If you say identity, then you need an additional constraint on CustomerID/ConsultantID, and your PK is completely extra and meaningless.

If you say a composite PK of CustomerID/ConsultantID, then you are correct and you have a nice, solid, simple database design with good integrity.

People can argue all they want about whether entity tables should have a surrogate or natural PK, that's fine and I understand the pros and cons of each; but when a table relates two or more entities, it's pK should the composite PK's of those entities -- pretty much no exceptions there. To *not* use an intelligent, meaningful PK that constrains and defines the data in that case would be a bad database design.

John Fx
2007-07-20
re: The "Nested WHERE-IN" SQL Anti-Pattern
I think this article and many of the responses illustrates beautifully how the language of SQL hasn't lived up to its full potential. We chide developers repeatedly for treating SQL as a procedural language instead of a declarative language, then hypocritically nitpick the code in procedural terms such as whether joins are nested, or specified in the WHERE or FROM clause.

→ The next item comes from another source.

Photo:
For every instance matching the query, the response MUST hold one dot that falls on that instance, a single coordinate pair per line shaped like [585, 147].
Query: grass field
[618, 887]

I hate the dictionary quoters, but from the all mighty wikki god the following definition pretty much sums up my opinion on this:
"A declarative programming language is a high-level language that describes a problem rather than defining a solution... Data-oriented programming languages and query languages are declarative in that queries are not given in terms of how to find data but instead give criteria for the desired data (SQL is an example)."

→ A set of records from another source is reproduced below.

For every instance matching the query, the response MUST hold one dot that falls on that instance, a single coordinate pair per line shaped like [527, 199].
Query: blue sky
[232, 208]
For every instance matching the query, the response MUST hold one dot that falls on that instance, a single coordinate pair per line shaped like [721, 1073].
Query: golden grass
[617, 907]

In a nutshell, the SQL optimizer is supposed to handle the procedural elements of whether you grab data from a second table using an INNER JOIN, an IN statement, the WHERE clause, etc. As for the whole arguments about index scans, correlated subqueries, other SQL innards gobeldy-gook, where is my d*mn abstraction layer! I should be able to write the most attrocious CURSOR heavy, TEMP table using, 20 level deep nested subquery and let the SQL optimizer in all its infinite wisdom solve the problem for the best performance.

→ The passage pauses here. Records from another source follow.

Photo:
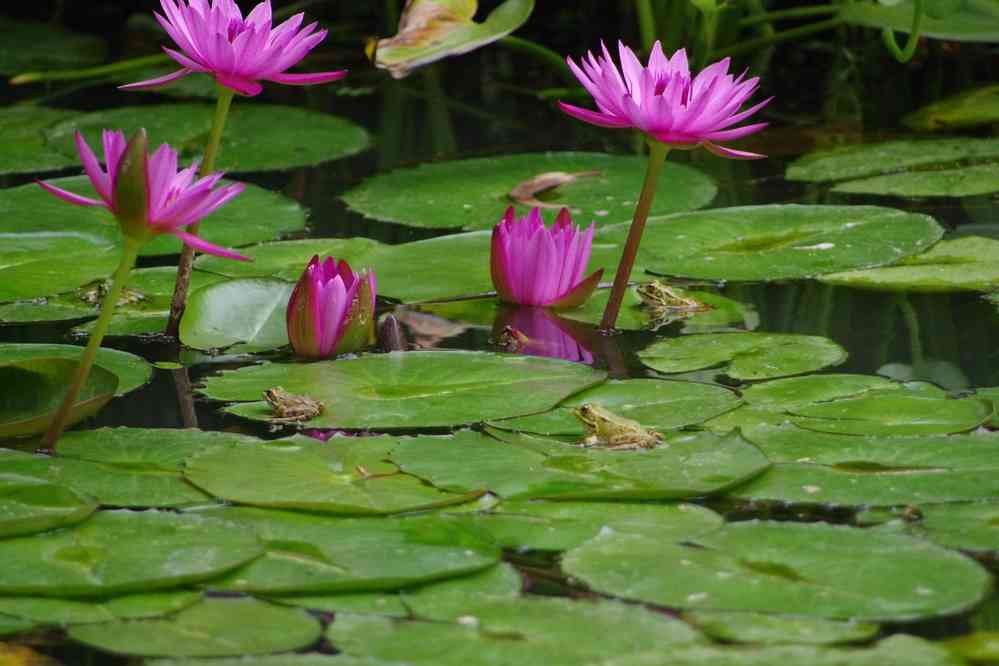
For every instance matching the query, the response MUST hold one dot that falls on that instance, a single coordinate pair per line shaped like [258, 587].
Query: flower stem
[128, 256]
[186, 263]
[657, 158]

You may burn me at the stake now....


Keith
2007-11-30
re: The "Nested WHERE-IN" SQL Anti-Pattern
i am using sql server 2005 and

SELECT *

FROM

table t1

WHERE

(SELECT
t2.id
FROM
table2 t2
WHERE
t2.id LIKE 'some string'
) = t1.id

is much faster than

SELECT *

FROM

table t1
INNER JOIN table t1 ON t1.id = t2.id

WHERE
t2.id LIKE 'some string'


Jeff Smith
2007-11-30
re: The "Nested WHERE-IN" SQL Anti-Pattern
Keith -- Can you post a short, simple, actual example (with DDL, DML, and the actual SELECT) to demonstrates this?

nickdu
2008-03-26
re: The "Nested WHERE-IN" SQL Anti-Pattern
First of all, I'm not a DBA. I'm a developer and know enough to be able to get by on the database side. My initial thought was that nested selects looked pretty bad and my guess is that they would not perform as well as a join. I have not done any testing regarding this, and don't really plan to. After reading John Fx's post a thought occurred to me. Why is any of this necessary? If I have created the relationships then SQL should be able to determine how to grab the data. I should be able to write the query something like this:

select * from Customers where [Order Details].ProductID=1

If the table from the where clause does not match the table from the select then SQL should use the relationships to determine the join. If there is no relationship or the path between the two tables is ambiguous then an error should be returned.

Thato
2008-08-11
re: The "Nested WHERE-IN" SQL Anti-Pattern
I need to know how to DISTINCTIVELY return more than one column in the same table.